ASCO26: After negative adcomm, AZ builds case for oral SERD

AstraZeneca has presented new data from the SERENA-6 trial of camizestrant in advanced breast cancer that it hopes will persuade the FDA to approve the oral selective oestrogen receptor degrader (SERD) – even though the agency's experts advised against doing so.

AZ is hoping to position camizestrant as a frontline treatment for locally advanced or metastatic HR-positive, HER2-negative breast cancer with a mutation in the ESR1 gene, and with SERENA-6 is making the case to switch to its drug from an aromatase inhibitor (anastrozole or letrozole), both given in combination with a CDK4/6 inhibitor.

In an update to trial results first reported at last year's ASCO, the camizestrant combination reduced the risk of disease progression or death by 55% compared to the control treatment, with median progression-free survival (PFS) of 16.8 months versus 9.2 months, respectively.

There was also a 37% reduction in the risk of a second progression (PFS2), which AZ said showed that the benefit of switching was "sustained beyond initial progression [and] maintained even after patients received subsequent therapies."

After the FDA's Oncologic Drugs Advisory Committee (ODAC) voted that camizestrant's data did not support approval in April, the FDA has extended its review of the drug so it can take a look at data on ESR1 mutations in circulating tumour DNA (ctDNA), specifically how well ctDNA clearance data align with efficacy outcomes.

At ASCO, co-principal investigator François-Clément Bidard of Institut Curie & Versailles University in France reported that switching to camizestrant led to a 99% median reduction in total ctDNA, while patients who remained on standard of care saw a 64% increase.

Moreover, 51% of patients receiving the camizestrant combination achieved total ctDNA clearance compared to just 1.9% in the control group. An exploratory analysis from SERENA-6 showed that total ctDNA clearance was associated with overall survival benefit, with a hazard ratio of 0.39.

Overall, there was a trend towards improved OS in the study, with a hazard ratio of 0.87, and this will be monitored to see if it becomes statistically significant with further follow-up.
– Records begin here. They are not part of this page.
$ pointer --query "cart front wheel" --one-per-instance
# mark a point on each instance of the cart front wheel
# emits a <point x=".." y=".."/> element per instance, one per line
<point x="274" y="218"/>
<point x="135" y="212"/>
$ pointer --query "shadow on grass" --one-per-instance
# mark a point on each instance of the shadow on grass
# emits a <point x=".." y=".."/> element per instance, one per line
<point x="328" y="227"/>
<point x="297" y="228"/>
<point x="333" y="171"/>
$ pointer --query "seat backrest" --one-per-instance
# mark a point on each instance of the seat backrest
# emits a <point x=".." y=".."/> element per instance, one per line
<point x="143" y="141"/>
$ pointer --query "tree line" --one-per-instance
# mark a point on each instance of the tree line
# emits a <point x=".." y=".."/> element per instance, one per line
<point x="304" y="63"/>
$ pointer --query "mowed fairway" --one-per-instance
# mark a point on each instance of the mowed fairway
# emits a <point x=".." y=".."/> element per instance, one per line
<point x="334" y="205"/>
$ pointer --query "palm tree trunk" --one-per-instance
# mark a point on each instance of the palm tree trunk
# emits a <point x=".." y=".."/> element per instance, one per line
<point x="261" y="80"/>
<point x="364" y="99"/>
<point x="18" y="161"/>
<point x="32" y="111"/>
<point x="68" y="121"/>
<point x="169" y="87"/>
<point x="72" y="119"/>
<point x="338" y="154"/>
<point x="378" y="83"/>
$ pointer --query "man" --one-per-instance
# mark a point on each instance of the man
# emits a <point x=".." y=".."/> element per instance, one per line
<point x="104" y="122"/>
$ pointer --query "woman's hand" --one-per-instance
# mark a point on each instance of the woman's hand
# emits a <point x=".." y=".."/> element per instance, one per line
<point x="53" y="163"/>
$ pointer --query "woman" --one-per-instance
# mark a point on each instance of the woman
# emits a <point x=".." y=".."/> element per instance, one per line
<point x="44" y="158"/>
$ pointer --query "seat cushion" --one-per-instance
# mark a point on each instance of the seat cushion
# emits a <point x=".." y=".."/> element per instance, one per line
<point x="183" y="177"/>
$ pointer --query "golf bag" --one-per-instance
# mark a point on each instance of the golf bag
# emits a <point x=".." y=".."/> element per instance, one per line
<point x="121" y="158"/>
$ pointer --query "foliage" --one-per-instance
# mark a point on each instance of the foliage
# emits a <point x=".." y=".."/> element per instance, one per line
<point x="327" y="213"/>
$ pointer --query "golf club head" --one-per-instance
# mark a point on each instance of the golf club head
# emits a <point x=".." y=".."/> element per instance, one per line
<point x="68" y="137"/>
And AZ's drug delayed the need for more intensive subsequent treatment, including chemotherapy or antibody-drug conjugates (ADCs), by around four months.

"Optimising outcomes for patients with HR-positive advanced breast cancer early in their treatment is critical because once the disease progresses, it becomes harder to treat and outcomes worsen," commented Bidard.

"The updated SERENA-6 results support the paradigm of switching to a camizestrant-based combination in the first-line setting upon emergence of an ESR1 mutation and demonstrate durable improvements beyond initial treatment," he added.

The ODAC vote was viewed as a major setback in AZ's plan to grow camizestrant into a $5 billion-a-year drug, part of a portfolio of new medicines it hopes will drive sales above the $80 billion threshold by the end of the decade, and the company will be hoping the new data will get the FDA's review back on track.

Camizestrant has already been approved in the United Arab Emirates and Saudi Arabia based on the SERENA-6 data, and recommended for approval in the EU, with additional filings in Japan and other countries ongoing.